First I had to come up with a theme, and early on I felt drawn to doing an English Christmas. To give it a little rustic charm I used an archaic formation, “An Englisc Chrystmasse.” I began to research old English Christmas traditions to get ideas for the party.
For about six weeks leading up to the appointed date, I would put accounts of traditions, history or poems in the ward bulletin, and I would have whoever was conducting present similar material over the pulpit as part of the announcement for the party. Since I had the bishop’s full support, I was able to get these things placed. I don’t have a record of them, but they were just nuggets about Christmas in Britain that I found in my library research and thought were interesting.
I prepared a program for the event. My wife drew a beautiful frontspiece for it; it showed an old man dressed in a robe holding up a Christmas pudding, with two small children looking on.
This was in the olden days, because to defray costs we charged $3.00 per person (verboten these days). That wasn’t even close to paying it all, so in addition to the budget allocation an anonymous angel donated $600 to make up the necessary difference in cost.
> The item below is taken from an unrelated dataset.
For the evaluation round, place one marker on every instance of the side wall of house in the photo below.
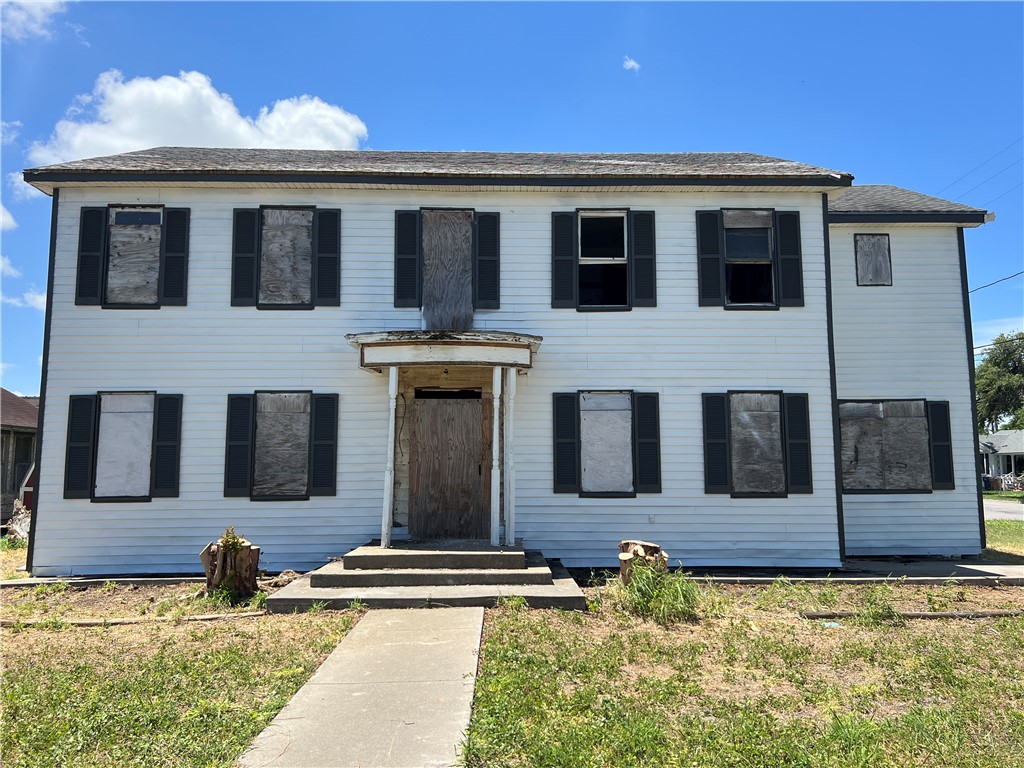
(208, 349)
(908, 340)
The turnout was fantastic; I want to say about 150, which without kids was more than could be accounted for just by ward members; we had lots of guests in attendance.
To get things started, we had a guy dressed up in forest green (think Robin Hood), who danced around the room collecting coins for the poor. I had managed to get a collection of actual British pence to use for this purpose and put one at each place setting. When he came by, you put your coin in his hat. He then would be the first to put his foot across the threshhold (we made an artificial one), thus beginning the festivities. He was called “First Foot.”
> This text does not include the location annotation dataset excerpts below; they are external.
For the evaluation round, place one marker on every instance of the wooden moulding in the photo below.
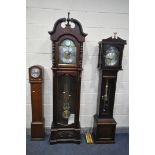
(104, 130)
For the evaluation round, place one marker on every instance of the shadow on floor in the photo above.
(121, 147)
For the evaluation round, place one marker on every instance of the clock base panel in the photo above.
(37, 131)
(65, 135)
(104, 130)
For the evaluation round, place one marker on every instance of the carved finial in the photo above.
(68, 19)
(115, 33)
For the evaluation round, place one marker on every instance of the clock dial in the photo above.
(67, 52)
(35, 72)
(111, 56)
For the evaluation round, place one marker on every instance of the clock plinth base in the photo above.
(65, 135)
(104, 130)
(37, 131)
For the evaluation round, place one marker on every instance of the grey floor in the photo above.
(121, 147)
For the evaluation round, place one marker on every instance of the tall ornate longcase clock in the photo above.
(67, 39)
(36, 80)
(109, 63)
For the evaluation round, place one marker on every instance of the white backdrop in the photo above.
(99, 18)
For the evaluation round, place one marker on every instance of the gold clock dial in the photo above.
(67, 52)
(111, 56)
(35, 72)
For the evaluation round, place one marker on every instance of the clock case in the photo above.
(61, 133)
(37, 124)
(104, 123)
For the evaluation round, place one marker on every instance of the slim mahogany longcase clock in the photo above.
(67, 39)
(36, 80)
(109, 63)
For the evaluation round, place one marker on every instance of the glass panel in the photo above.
(111, 56)
(67, 52)
(35, 72)
(66, 99)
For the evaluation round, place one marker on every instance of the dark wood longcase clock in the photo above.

The menu was roast beef, roast potatoes, some sort of vegetable (I can’t remember), and other things. The cooks paraded the food through the hall (IE the gym) before it was served to the guests (no buffet tables).
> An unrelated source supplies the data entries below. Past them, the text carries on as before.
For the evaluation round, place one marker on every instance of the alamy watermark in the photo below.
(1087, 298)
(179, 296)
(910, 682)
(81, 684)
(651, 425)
We also had Christmas crackers. That was a lot of crackers to purchase; I knew of a British importer I was able to get them from. Christmas crackers just automatically make it a par-TAY, with the pops and everyone wearing the silly hats.
I had also made arrangements for the local high school madrigal choir to perform for us. They don’t just do it for anyone who asks; the kids had to vote on it, but we had some kids in the choir, and they voted up our activity. They were very professional and very good, and they all enjoyed the evening.
Then we all sang some traditional carols, such as “God Rest Ye Merry, Gentlemen” and “Good King Wenceslaus.”
There was of course dessert at the end, but for the life of me I can’t recall what it was.
The evening went off sensationally. It was, if I do say so myself, the very best Christmas party I ever attended. And due to budget constraints, it’s unlikely that any ward will ever do anything like it again. I have the fondest memories of that magical evening.